William snorted. “Well, if she’s hoarding my money-”

“Not hoarding, Father. She takes a pride in her herds and her lands. She loves the Welsh hills. I hear people speak of her with awe and respect and love.” Seeing his father’s expression, he hastily changed the subject. “I am sure you can have this demand postponed, Father, if you go to see the king again. Why not ask him directly? Take him a gift-a new book for his library is a sure way to win his favor back, you know that as well as I do. Wait on him as soon as you can.”

William looked hopefully at his son, a little reassured by Giles’s calm words. The demand had worried him. A year earlier he would have laughed it off and stuffed the parchment away among a hundred others in his own chancery office, confident in the king’s total goodwill. Nothing obvious had happened to shake his confidence and yet there was something, an uneasy feeling gnawed at the back of his mind, a suspicion that the king was not quite as friendly as before; a hint here and there among his friends that he should tread warily. Nothing had been said; nothing done. But William had felt a sudden chill hover over him.

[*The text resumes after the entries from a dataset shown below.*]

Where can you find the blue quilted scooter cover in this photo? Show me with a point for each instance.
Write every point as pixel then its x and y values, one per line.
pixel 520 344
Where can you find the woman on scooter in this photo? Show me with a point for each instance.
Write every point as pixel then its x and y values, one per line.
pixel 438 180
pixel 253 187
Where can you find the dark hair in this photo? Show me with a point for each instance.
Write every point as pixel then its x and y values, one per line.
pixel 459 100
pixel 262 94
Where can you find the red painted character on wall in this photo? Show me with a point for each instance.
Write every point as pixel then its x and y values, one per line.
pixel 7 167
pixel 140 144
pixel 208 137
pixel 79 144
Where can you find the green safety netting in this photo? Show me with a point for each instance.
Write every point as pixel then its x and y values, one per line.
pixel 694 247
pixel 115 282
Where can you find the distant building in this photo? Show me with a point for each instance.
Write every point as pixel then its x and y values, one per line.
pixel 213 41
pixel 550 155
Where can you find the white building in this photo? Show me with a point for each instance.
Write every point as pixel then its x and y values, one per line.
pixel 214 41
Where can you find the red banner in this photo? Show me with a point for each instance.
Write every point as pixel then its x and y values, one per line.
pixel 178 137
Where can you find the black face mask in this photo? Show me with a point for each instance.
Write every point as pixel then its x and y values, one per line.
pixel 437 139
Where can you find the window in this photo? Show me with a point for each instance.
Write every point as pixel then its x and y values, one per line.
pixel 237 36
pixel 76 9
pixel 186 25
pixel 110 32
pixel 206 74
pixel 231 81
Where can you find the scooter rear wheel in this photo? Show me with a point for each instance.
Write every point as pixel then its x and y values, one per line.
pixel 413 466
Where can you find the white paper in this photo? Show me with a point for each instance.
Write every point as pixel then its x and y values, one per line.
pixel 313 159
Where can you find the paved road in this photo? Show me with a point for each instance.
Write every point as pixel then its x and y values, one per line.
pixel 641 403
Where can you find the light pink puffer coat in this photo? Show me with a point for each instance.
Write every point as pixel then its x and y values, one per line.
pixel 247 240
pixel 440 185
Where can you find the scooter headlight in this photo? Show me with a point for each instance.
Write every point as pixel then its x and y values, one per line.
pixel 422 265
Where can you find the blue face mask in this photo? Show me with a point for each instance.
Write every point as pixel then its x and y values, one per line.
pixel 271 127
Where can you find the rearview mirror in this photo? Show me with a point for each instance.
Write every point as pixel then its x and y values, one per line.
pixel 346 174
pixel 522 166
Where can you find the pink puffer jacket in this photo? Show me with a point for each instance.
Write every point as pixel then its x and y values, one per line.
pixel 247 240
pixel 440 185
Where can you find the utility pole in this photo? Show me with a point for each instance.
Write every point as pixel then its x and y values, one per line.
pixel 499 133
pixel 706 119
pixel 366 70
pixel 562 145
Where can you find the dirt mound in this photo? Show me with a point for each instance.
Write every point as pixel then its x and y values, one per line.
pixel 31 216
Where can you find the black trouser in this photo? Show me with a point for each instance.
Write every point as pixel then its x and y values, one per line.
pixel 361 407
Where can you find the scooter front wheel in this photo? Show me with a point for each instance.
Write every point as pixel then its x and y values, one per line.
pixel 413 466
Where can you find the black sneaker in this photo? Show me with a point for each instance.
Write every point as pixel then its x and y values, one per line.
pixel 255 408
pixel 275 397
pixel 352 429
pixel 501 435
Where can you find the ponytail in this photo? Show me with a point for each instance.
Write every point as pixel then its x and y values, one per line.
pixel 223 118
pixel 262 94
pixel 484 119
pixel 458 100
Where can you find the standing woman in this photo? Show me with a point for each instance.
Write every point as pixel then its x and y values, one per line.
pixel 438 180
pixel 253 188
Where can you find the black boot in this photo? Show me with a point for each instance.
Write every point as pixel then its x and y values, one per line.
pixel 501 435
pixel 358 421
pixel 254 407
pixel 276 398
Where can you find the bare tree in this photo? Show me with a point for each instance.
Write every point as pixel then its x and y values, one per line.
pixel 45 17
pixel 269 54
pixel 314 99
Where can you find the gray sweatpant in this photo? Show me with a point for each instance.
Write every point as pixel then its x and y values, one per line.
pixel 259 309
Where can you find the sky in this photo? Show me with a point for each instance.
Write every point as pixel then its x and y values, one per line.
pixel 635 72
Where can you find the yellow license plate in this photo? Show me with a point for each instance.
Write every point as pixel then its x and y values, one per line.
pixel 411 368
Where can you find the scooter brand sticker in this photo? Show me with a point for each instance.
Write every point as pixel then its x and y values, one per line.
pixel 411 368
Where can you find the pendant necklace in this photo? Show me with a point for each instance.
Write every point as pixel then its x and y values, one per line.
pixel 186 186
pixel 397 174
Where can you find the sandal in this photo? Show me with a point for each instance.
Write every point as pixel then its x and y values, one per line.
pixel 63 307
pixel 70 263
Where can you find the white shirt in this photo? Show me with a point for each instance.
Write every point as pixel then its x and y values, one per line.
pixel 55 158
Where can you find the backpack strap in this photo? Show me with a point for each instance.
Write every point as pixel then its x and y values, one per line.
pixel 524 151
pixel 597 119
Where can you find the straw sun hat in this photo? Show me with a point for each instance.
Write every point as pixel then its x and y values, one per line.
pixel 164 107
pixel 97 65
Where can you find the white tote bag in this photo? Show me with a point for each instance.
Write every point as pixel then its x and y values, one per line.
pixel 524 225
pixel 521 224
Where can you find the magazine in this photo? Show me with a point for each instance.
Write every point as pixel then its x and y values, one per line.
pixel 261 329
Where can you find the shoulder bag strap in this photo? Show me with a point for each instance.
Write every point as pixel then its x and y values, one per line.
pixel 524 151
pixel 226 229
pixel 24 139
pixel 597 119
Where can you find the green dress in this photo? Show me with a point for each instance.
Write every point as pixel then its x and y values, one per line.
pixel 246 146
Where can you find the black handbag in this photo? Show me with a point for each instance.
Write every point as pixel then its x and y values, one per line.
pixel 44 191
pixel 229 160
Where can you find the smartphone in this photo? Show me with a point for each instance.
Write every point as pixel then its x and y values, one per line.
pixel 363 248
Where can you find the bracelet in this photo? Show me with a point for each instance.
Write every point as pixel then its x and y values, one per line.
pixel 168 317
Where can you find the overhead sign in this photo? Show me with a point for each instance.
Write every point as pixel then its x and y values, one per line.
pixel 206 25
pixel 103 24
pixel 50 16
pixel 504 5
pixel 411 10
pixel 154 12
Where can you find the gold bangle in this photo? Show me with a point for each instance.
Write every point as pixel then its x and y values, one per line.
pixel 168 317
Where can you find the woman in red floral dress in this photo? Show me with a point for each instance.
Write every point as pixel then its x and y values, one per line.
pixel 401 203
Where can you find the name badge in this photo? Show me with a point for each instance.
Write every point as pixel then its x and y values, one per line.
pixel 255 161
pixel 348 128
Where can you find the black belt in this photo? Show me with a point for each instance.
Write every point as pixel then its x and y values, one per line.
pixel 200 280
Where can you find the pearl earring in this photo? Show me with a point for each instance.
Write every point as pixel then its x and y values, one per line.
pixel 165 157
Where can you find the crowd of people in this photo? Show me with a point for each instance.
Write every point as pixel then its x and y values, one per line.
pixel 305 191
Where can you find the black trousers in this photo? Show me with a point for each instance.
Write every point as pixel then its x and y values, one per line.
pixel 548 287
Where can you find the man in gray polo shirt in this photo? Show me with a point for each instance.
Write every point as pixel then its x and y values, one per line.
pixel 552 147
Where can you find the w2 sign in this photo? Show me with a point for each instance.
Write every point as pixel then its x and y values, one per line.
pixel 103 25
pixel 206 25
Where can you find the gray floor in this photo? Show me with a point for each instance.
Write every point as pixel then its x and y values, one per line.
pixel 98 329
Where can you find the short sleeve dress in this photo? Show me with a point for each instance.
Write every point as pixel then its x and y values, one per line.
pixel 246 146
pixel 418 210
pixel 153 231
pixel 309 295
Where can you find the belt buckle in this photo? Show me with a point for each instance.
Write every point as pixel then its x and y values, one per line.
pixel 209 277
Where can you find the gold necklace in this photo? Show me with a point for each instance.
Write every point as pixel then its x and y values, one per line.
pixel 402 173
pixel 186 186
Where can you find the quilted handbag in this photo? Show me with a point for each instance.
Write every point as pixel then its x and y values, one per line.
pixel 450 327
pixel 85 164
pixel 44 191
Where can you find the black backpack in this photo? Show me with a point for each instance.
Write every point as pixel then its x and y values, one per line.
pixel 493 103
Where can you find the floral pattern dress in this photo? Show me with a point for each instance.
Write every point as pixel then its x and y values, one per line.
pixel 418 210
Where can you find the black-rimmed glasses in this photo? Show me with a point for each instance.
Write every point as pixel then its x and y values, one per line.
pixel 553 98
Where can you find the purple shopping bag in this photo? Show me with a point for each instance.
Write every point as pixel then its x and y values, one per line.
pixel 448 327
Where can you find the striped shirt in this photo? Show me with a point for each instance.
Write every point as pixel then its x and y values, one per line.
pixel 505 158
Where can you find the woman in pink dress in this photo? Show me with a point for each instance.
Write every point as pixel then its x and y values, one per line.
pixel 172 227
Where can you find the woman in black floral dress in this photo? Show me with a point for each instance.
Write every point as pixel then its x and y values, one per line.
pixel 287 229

Matilda was appalled when she saw the size of William’s debt. “Have you paid nothing to the king since his coronation?” She scanned the parchment and looked up from William to Giles to Will, who was leaning by the chancery window, his arms folded, a worried frown on his face; behind them the scribe and William’s clerk sat at the high desk, their pens at the ready. Why? Why the sudden demand after all these years? She had a vision of John’s face in the chapel and she closed her eyes, trying to steady the sudden irrational wave of fear that had filled her and the thought that the demand might not be unconnected with the fact that the king had seen her hand in that of Richard de Clare.

“We must pay something at once, William.” She beckoned her own steward, who was waiting with an armload of rolled parchments. Then she stopped. “I thought you were told originally to pay the taxes for Limerick to the Dublin exchequer. Why does Westminster suddenly want them?”